Вдруг его лицо потемнело.

– А потом Сьюзан ни с того ни с сего заявила, что требует развода. Я был не

против, но хотел оставить Сюзи себе. И тут она выкрикнула мне это в лицо.

Сказала: «С чего ты взял, что она твоя?» Сейчас-то я понимаю, что она просто

хотела меня уязвить…

– Боже, Мэтт…

Томми протянул руку, однако Марио отодвинулся резким изящным движением, которое напомнило Томми о Люсии.

– Погоди, дай договорить… мне надо высказаться, а то я на куски рассыплюсь, –

он уставился в пространство. – Сьюзан неплохая девчонка. Спокойная, уживчивая, забавная. В первое время после свадьбы у нас была вполне

нормальная сексуальная жизнь. Ну, насколько я это могу представить. Ничего

особенного, но… в основном, мне было хорошо. Никаких проблем. Вот когда она

забеременела, с сексом разладилось. Ей часто было плохо, и мне хотелось ее

холить и лелеять. Я решил, как уже сказал, что действительно люблю ее. Словно

наваждение какое-то!

Марио сел на кровати и рассеянно потер больное запястье.

– Когда Сюзи исполнилось два или три месяца, Сьюзан сказала, что доктор

разрешил нам снова спать вместе. И тогда пелена рассеялась. С ней было легко, она мне нравилась, мы не действовали друг другу на нервы и все такое. Но в

постели нам было просто нечего делать. Я мог лежать с ней рядом, обнимать, как Сюзи, укачивать. А больше мне ничего не хотелось. Зато ей хотелось, и я… –

он сглотнул, – я пытался. Думал, что у нее есть право и все такое. Но… но…

ничего не получалось. И я предложил решение: я содержу ее, она присматривает

за домом и Сюзи или может снова летать, если хочет… а для Сюзи наймем

няню… но мы остаемся просто друзьями. Боже, ты бы ее слышал. Не знаю, может, большинство женщин отреагировали бы так же.
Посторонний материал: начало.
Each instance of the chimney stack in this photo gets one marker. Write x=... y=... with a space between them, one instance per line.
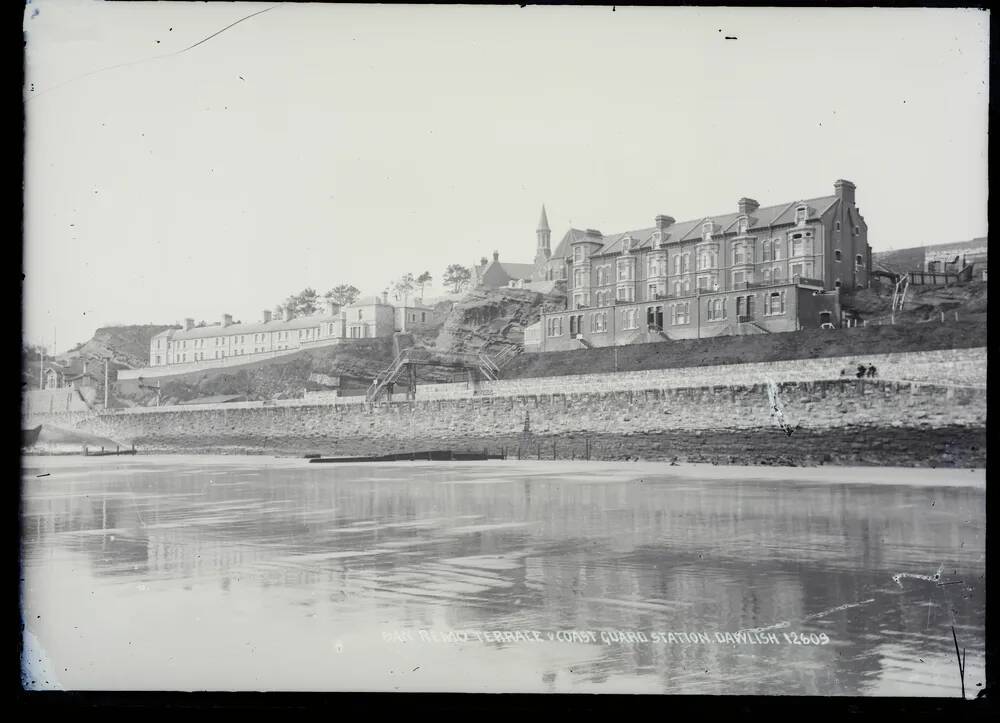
x=662 y=222
x=845 y=191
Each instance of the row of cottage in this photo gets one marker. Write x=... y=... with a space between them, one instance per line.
x=366 y=318
x=758 y=270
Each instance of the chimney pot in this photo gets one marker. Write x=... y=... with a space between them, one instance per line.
x=845 y=190
x=663 y=221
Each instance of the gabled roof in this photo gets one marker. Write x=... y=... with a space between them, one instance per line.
x=514 y=271
x=689 y=230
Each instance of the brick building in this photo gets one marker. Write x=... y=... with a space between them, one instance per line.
x=756 y=270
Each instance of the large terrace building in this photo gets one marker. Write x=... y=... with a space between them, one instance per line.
x=367 y=318
x=754 y=270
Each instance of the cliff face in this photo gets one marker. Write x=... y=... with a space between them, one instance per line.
x=128 y=346
x=488 y=317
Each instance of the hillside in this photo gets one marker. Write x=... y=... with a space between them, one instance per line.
x=492 y=317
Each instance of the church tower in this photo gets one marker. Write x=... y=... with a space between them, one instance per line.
x=544 y=234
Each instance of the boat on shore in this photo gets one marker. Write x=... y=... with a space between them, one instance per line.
x=446 y=455
x=30 y=436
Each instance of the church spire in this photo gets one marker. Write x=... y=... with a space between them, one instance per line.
x=543 y=222
x=544 y=234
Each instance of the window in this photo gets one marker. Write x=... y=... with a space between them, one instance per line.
x=716 y=309
x=681 y=263
x=657 y=265
x=625 y=269
x=707 y=259
x=654 y=317
x=775 y=303
x=630 y=319
x=801 y=244
x=680 y=313
x=801 y=270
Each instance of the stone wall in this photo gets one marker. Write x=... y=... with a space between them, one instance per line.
x=839 y=421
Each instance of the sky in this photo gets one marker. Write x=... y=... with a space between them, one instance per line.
x=314 y=145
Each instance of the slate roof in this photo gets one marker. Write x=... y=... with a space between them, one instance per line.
x=779 y=215
x=216 y=329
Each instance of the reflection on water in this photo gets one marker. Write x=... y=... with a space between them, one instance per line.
x=181 y=574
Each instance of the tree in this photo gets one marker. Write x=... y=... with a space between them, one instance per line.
x=457 y=277
x=344 y=294
x=422 y=281
x=403 y=287
x=303 y=303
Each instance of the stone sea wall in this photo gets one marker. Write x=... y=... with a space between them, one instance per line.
x=842 y=421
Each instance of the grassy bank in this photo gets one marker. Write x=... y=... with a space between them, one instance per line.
x=805 y=344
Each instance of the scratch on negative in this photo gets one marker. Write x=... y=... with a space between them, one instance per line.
x=155 y=57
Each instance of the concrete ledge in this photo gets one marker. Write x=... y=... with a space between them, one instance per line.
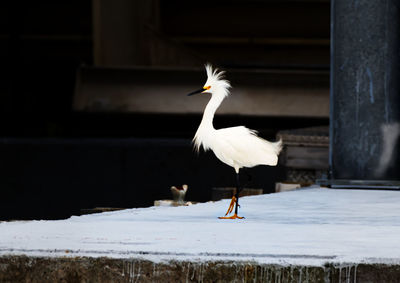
x=86 y=269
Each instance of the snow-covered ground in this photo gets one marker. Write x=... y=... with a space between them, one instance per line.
x=309 y=226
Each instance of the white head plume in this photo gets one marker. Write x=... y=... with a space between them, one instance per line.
x=215 y=79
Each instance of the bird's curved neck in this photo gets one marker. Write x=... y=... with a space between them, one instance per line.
x=208 y=116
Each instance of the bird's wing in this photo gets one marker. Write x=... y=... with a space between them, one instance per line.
x=245 y=148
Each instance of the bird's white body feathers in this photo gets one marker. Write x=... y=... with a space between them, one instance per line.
x=236 y=146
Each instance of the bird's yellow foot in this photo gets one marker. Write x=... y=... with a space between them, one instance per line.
x=231 y=205
x=235 y=216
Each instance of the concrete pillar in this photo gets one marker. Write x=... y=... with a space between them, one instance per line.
x=365 y=91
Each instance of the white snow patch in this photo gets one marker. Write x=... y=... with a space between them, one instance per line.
x=308 y=226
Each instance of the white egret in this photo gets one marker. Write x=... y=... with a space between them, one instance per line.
x=236 y=146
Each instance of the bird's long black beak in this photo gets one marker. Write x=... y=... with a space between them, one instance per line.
x=196 y=91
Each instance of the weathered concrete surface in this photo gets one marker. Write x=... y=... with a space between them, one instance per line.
x=86 y=269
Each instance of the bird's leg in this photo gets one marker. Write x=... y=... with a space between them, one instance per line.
x=231 y=205
x=234 y=201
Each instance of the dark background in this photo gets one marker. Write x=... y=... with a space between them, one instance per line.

В конце концов, мы более

или менее помирились. А потом мы упали, и она меня бросила. Наверное, не

стоит ее за это винить. Я женился на ней по доброй воле. Я хотел быть хорошим

мужем и… и отцом. То, что я предложил, показалось ей неприемлемым. Так что я

не стал мешать ей, когда она решила уйти.

– Она знала? – тихо спросил Томми. – Знала, что ты гей?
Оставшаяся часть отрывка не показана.